Her mouth falls open. “Flavius!”

“What? Is truth.”

“You can’t just—we’re in public—” She gestures around at the empty training yard.

I lean in close, voice for her alone. “You said you wanted to be useful with your hands. I agree. Very useful. I have evidence.”

She makes a strangled sound and smacks my chest. “You’re terrible.”

“You like when I am terrible.”

“I—” She stops. Glares. Then ruins it by smiling. “Okay, yes. I do. But we’re supposed to be having a serious conversation about leather repair.”

“We can have serious conversation.” I pick up a shield and hand it to her. “This strap is bad. Needs fixing. Very serious.”

She takes the shield, fighting a smile. “You’re laughing at me.”

“Little bit.”

“I thought you were this stoic, serious gladiator.”

“I am very serious.” I crouch down to grab a new leather strap and glance up at her. “Especially about what you promised for after the fight.”

Her breath hitches. “We’re not talking about that right now.”

“You brought up hands.”

“I meant shield repair!”

“Mm.” I stand, moving close enough that she has to tilt her head back to meet my eyes. “But now we are both thinking about other things, yes?”

Her pupils dilate. “That’s… not fair.”

“You said you wanted fun. To relax.” I trace one finger down her arm, watching her shiver. “Are you relaxed?”

“The opposite of relaxed.”

“Good.” I step back, grinning. “Now you know how I feel all day.

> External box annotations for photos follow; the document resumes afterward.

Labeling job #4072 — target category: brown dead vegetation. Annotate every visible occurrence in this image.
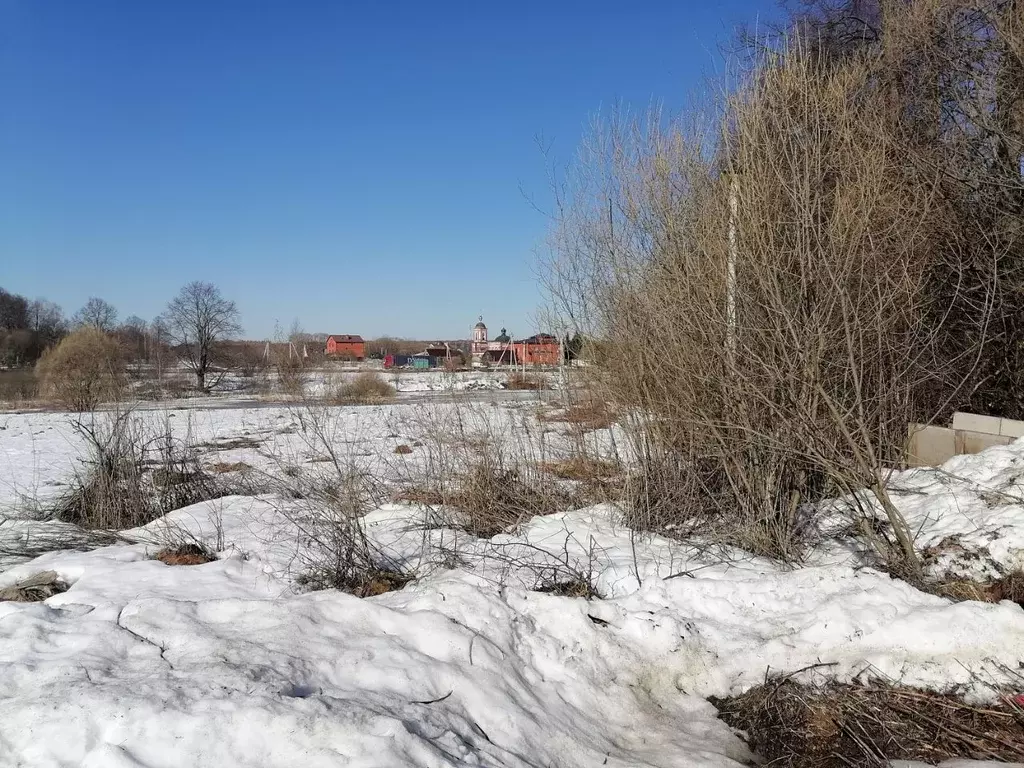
[538,398,617,432]
[541,456,620,482]
[207,462,252,475]
[298,568,413,597]
[0,570,68,603]
[925,570,1024,608]
[335,371,396,406]
[712,680,1024,768]
[153,544,217,565]
[505,374,549,389]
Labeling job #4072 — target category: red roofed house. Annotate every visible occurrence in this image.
[325,334,367,360]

Watching you work. Remembering.”

She stares at me, cheeks flushed, eyes dark. Then she laughs—helpless and startled and warm. “You’re mean.”

“I am patient.” I gesture at the shield she’s holding. “Come. I show you how to fix. Keep your hands busy with safe things.”

“You’re enjoying this.”

“Very much.”

She shakes her head, but she’s smiling. And for the next twenty minutes, I teach her how to replace leather straps. How to measure tension by feel. How to test the connection before trusting it.

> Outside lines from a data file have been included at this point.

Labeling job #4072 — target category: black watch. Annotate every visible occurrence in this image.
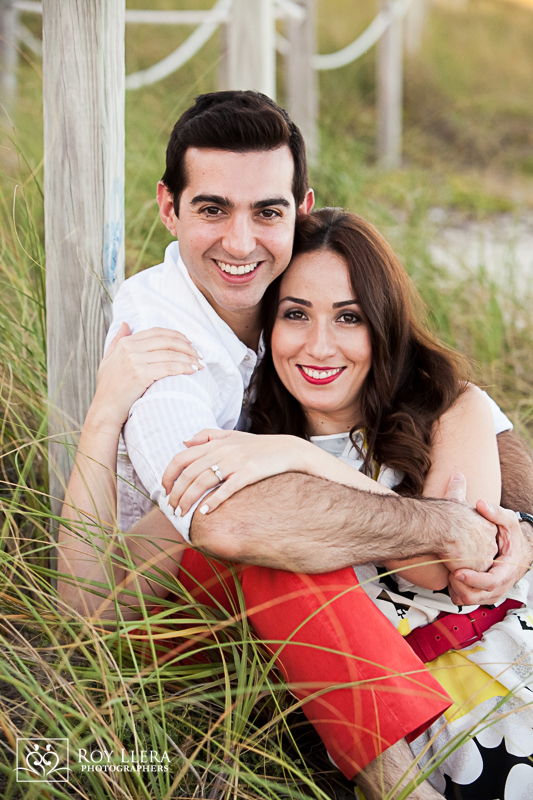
[516,511,533,528]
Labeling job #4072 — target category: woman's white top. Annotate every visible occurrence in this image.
[311,432,529,636]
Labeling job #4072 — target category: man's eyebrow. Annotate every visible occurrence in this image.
[189,194,233,208]
[252,197,291,209]
[279,297,313,308]
[333,300,357,308]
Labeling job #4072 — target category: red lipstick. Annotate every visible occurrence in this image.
[296,364,346,386]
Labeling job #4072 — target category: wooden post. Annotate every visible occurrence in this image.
[377,0,403,169]
[217,22,229,92]
[229,0,276,99]
[43,0,125,513]
[405,0,428,56]
[285,0,319,163]
[0,0,19,114]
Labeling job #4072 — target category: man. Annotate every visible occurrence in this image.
[63,92,533,798]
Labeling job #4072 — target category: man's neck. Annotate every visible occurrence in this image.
[191,276,261,352]
[211,303,261,352]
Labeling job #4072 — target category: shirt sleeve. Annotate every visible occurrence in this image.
[104,281,139,355]
[483,392,513,436]
[124,368,220,541]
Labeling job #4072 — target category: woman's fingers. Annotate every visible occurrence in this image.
[199,475,248,514]
[119,330,201,359]
[168,451,220,513]
[169,468,220,516]
[162,446,215,495]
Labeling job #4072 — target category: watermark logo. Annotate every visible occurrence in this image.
[15,739,69,783]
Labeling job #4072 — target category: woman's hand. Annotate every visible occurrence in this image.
[449,500,530,605]
[88,322,203,429]
[163,430,316,515]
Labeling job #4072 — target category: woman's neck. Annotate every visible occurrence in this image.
[304,409,358,436]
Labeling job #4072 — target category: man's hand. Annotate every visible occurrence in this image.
[437,472,498,572]
[449,500,529,606]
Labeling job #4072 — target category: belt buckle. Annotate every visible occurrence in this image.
[463,612,483,647]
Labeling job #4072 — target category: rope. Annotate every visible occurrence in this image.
[126,0,232,89]
[313,0,411,70]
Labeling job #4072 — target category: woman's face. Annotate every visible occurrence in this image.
[272,250,372,435]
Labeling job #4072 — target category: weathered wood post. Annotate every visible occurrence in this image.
[285,0,319,163]
[43,0,125,513]
[405,0,428,56]
[377,0,403,169]
[0,0,19,114]
[228,0,276,99]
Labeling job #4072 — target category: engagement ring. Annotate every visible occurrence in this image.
[210,464,224,483]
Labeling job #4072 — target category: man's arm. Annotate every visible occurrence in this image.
[497,431,533,520]
[450,431,533,605]
[191,473,496,573]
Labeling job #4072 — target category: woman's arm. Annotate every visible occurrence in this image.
[58,324,202,618]
[385,384,501,591]
[163,430,393,514]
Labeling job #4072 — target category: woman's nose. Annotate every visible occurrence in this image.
[306,322,337,362]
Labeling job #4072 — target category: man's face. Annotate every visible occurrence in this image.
[158,146,308,316]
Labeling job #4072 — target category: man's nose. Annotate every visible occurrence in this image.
[218,214,257,260]
[306,320,337,362]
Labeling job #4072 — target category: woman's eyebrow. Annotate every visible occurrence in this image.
[279,297,313,308]
[333,300,357,308]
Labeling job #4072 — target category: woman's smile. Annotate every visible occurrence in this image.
[296,364,346,386]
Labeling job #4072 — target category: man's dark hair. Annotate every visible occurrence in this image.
[161,91,309,214]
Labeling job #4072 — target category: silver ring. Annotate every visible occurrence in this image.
[209,464,224,483]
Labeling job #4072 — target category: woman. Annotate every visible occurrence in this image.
[163,209,533,800]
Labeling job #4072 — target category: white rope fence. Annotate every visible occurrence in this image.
[4,0,418,168]
[15,0,412,77]
[313,0,411,70]
[126,0,232,90]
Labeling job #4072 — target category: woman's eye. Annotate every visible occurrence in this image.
[339,311,362,325]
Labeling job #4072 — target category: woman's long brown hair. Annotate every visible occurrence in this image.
[250,208,467,496]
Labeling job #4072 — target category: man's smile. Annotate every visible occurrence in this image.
[296,364,346,385]
[212,258,264,283]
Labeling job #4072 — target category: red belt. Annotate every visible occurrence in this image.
[405,600,524,663]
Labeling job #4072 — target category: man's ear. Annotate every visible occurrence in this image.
[298,189,315,215]
[157,181,177,236]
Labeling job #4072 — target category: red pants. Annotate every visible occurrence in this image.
[179,548,451,779]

She’s good with her hands—careful, precise, focused. Asks smart questions. Remembers everything I say.

And every time our fingers brush, heat flickers between us. Acknowledged but not acted upon. Present but not overwhelming.

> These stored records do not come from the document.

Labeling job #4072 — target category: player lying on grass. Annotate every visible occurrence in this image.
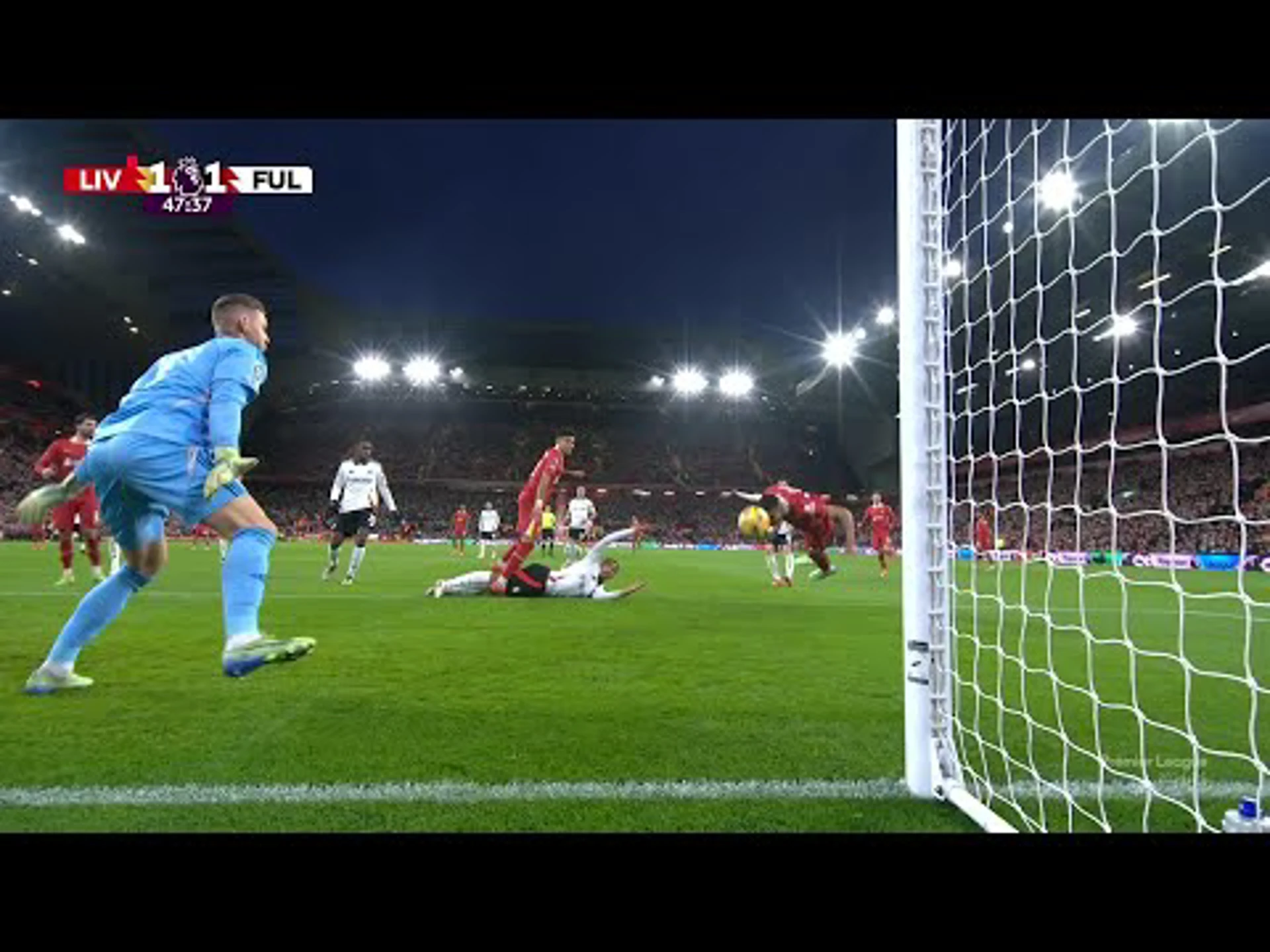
[428,528,644,599]
[734,480,856,579]
[18,294,315,694]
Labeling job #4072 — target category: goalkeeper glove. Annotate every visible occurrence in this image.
[203,447,261,499]
[18,483,84,526]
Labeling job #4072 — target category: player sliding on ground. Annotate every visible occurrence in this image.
[428,530,644,599]
[18,294,316,694]
[736,481,856,580]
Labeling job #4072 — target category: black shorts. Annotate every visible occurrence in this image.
[507,563,551,598]
[337,509,374,536]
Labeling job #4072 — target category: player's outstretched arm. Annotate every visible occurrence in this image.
[591,581,648,602]
[203,368,261,499]
[587,526,635,557]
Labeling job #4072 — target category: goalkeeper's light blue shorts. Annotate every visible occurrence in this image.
[75,433,247,551]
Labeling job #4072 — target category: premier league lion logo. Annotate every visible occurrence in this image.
[171,156,203,196]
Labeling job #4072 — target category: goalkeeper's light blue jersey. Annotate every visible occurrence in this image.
[95,338,269,448]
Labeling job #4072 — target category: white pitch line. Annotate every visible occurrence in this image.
[0,779,1255,809]
[0,779,908,807]
[0,589,1270,622]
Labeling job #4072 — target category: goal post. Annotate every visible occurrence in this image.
[897,119,1270,832]
[896,119,1013,832]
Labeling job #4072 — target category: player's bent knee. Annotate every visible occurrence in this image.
[123,541,167,579]
[203,496,278,538]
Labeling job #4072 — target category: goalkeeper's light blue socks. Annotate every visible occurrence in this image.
[221,527,277,651]
[44,566,150,674]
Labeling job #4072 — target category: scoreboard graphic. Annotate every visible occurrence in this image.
[62,155,314,214]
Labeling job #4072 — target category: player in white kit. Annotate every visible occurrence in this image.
[767,519,794,589]
[564,486,595,566]
[476,502,499,559]
[321,439,396,585]
[428,528,644,599]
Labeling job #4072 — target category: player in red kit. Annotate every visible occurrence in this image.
[489,434,581,595]
[974,513,993,559]
[865,493,899,579]
[36,414,105,585]
[453,505,468,555]
[736,481,856,579]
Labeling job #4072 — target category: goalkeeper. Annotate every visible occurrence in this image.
[18,294,315,694]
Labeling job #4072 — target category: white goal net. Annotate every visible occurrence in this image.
[899,119,1270,832]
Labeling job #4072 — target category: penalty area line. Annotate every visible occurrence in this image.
[0,778,1247,809]
[0,779,911,809]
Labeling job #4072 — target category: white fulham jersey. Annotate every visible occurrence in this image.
[569,499,595,530]
[330,459,396,513]
[546,530,635,599]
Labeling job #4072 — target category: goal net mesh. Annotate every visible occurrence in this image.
[941,119,1270,832]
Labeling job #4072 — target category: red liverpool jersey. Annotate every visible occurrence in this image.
[36,436,87,483]
[974,516,992,548]
[763,483,829,532]
[519,447,564,504]
[865,502,896,536]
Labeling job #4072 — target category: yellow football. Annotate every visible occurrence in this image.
[737,505,772,538]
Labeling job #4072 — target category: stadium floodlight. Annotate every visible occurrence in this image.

This, I think. This is what we are building. Not just the heat—though gods, the heat is there, simmering under everything. But also this. The ease. The laughter. The way she can tell me about goddesses and I believe her. And the way I can tease her and she laughs instead of withdrawing.

Partnership. Real and chosen and growing stronger every day.

She shivers. “Flavius…”

“Tomorrow after training,” I say quietly, “we will have breakfast again. In your cabin. And you tell me more about what Fortuna said. And I will tell you what I see when I fight.” I lean down until our foreheads almost touch. “We will talk like this. Open. Honest. No more hiding.”

“I like that plan.”

“Good.” I press a kiss to her forehead, then force myself to step back. “Now go. Do your paperwork. Be brilliant.”

She grins. “What will you do?”

“Finish shields. Think about after the fight. Try not to catch fire.”

Her laugh is bright and warm and completely unguarded. “Same.”

She starts to walk away, then turns back. “Flavius?”

“Yes?”

“I’m glad I came here.” Her eyes are soft. Certain. “To Second Chance. To Missouri. To you.”

The words hit me square in the chest.

“I am glad too,” I say. Rough. Honest. “Very glad.”

She smiles—real and bright and just for me—then walks away toward her cabin.

I watch until she disappears around the corner of the main building.

Then I exhale and sink down onto the nearest bench, feeling like I just fought ten rounds in the arena.

That woman.

She talks to goddesses. Files complaints against powerful people. Stands in the sand and learns shield repair with her clever hands. Kisses me like it’s natural. Looks at me like I’m worth seeing.

Trouble, my old trainers would say.

They would be right.

I run a hand through my hair and grin at nothing.

Tomorrow I will show her the man the arena made. The fighter. The one who survived by being faster, smarter, and more aware than everyone else.

And after that, when the complaint has turned the wheel as far as it will go, when the fight is won or lost…

After that, I will take apart the woman who talks to goddesses and puts her shoulder to the wheel.

She promised.

I am very good at collecting on promises.